O Brasil tornou-se um megaprodutor
agrícola nos últimos 30 anos, alcançando produções recordes a cada safra
e com atuação de destaque mundial. Mas, somente em 2014 o país foi
declarado fora do Mapa da Fome, pela Organização da ONU para a
Alimentação e Agricultura (FAO). A falta de alimentos ainda ameaça
milhares de brasileiros no campo e nas cidades, revelam as pesquisas.
Por que não conseguimos acabar com a fome?
Para Daniel Barbosa dos Santos, presidente do Conselho de Segurança
Alimentar e Nutricional de Tocantins (Consea/TO), a resposta a esta
pergunta está ligada a fatores como má-distribuição da renda e o difícil
acesso aos meios de produção pelos trabalhadores rurais, sem-terras e a
população em geral. Ele destaca que persiste a deficiência no
planejamento agrícola para quem consegue afinal, após muita dificuldade,
alguma terra para plantar.
“Cerca de 70% dos alimentos consumidos aqui são produzidos pelos
pequenos agricultores, não por grandes empresas que atuam no campo. Por
isso, garantir assistência técnica e extensão (Ater) a baixo custo a
quem não tem condições de contratar um serviço particular é
imprescindível ao crescimento sustentável da agricultura”, argumenta. No
entanto, ele diz que o Brasil parece caminhar no sentido inverso a essa
necessidade.
“Os recursos destinados ao financiamento de atividades de Ater se
tornam mais escassos a cada dia, o que não condiz com a demanda gerada
pelo crescimento da atividade agrícola nacional”, enfatiza Daniel, que é
também diretor de Formação da Cooperativa de Trabalho, Prestação de
Serviços, Assistência Técnica e Extensão Rural (Coopter), a primeira
organização não-governamental (ONG) do ramo criada em Tocantins.

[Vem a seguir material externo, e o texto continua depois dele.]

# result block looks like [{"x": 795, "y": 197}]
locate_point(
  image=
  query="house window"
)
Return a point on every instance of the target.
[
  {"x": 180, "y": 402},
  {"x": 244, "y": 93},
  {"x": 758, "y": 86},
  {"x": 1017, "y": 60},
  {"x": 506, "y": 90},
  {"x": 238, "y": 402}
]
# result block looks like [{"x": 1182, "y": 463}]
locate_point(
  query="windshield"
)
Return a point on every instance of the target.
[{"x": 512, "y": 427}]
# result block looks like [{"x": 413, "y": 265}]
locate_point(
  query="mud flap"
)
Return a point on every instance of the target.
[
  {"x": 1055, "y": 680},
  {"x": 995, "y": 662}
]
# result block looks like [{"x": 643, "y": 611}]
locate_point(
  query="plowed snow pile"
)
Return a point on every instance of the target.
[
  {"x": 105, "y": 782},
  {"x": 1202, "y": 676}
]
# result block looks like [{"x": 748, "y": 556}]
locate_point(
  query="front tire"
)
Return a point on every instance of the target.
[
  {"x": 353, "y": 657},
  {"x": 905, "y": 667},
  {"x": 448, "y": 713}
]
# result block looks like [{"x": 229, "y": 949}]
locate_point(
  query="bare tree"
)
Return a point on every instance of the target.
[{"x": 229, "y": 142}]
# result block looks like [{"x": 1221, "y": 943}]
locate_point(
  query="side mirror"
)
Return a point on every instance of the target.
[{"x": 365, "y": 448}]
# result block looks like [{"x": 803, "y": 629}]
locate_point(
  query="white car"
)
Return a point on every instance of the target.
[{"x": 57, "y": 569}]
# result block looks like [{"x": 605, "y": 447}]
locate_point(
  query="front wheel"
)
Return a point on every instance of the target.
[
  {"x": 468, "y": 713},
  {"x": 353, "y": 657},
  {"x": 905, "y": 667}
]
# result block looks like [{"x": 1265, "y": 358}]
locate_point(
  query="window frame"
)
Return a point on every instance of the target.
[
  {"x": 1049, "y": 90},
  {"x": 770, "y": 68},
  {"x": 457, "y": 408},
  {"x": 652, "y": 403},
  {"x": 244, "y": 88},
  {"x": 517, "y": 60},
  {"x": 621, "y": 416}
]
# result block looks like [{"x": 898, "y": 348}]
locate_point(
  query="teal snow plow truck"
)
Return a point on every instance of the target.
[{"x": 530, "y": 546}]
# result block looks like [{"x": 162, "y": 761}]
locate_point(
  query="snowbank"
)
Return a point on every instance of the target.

Profissional com mestrado em Políticas Públicas e que atua na área
desde 1997, ele comentar estar preocupado com o futuro da assistência
técnica como política pública e de baixo custo para pequenos
agricultores. “Nossa cooperativa atendia, até o ano passado,
agricultores familiares, assentados da reforma agrária e quilombolas em
cerca de 70 municípios. Hoje, atuamos em menos de dez localidades”,
relata.
O envolvimento de entidades de direito privado – como associações e
cooperativas e até mesmo empresas – na assistência técnica rural se dá
por meio de editais e chamadas públicas, realizados em todo o território
nacional pela Secretaria Especial de Agricultura Familiar e do
Desenvolvimento Agrário (Sead) e pelo Instituto Nacional de Colonização e
Reforma Agrária (Incra).
Demanda por crédito e burocracia
Conhecer técnicas para aprimorar processos de plantio, de vacinação
de animais, formas de associativismo e cooperativismo, colheita,
estocagem e comercialização da produção é essencial para garantir a
renda e a qualidade de vida dos produtores rurais. Mas também é preciso
saber como acessar programas de crédito e ter recursos para, por
exemplo, realizar investimentos nas propriedades a fim de captar água
para consumo humano, animal e a irrigação.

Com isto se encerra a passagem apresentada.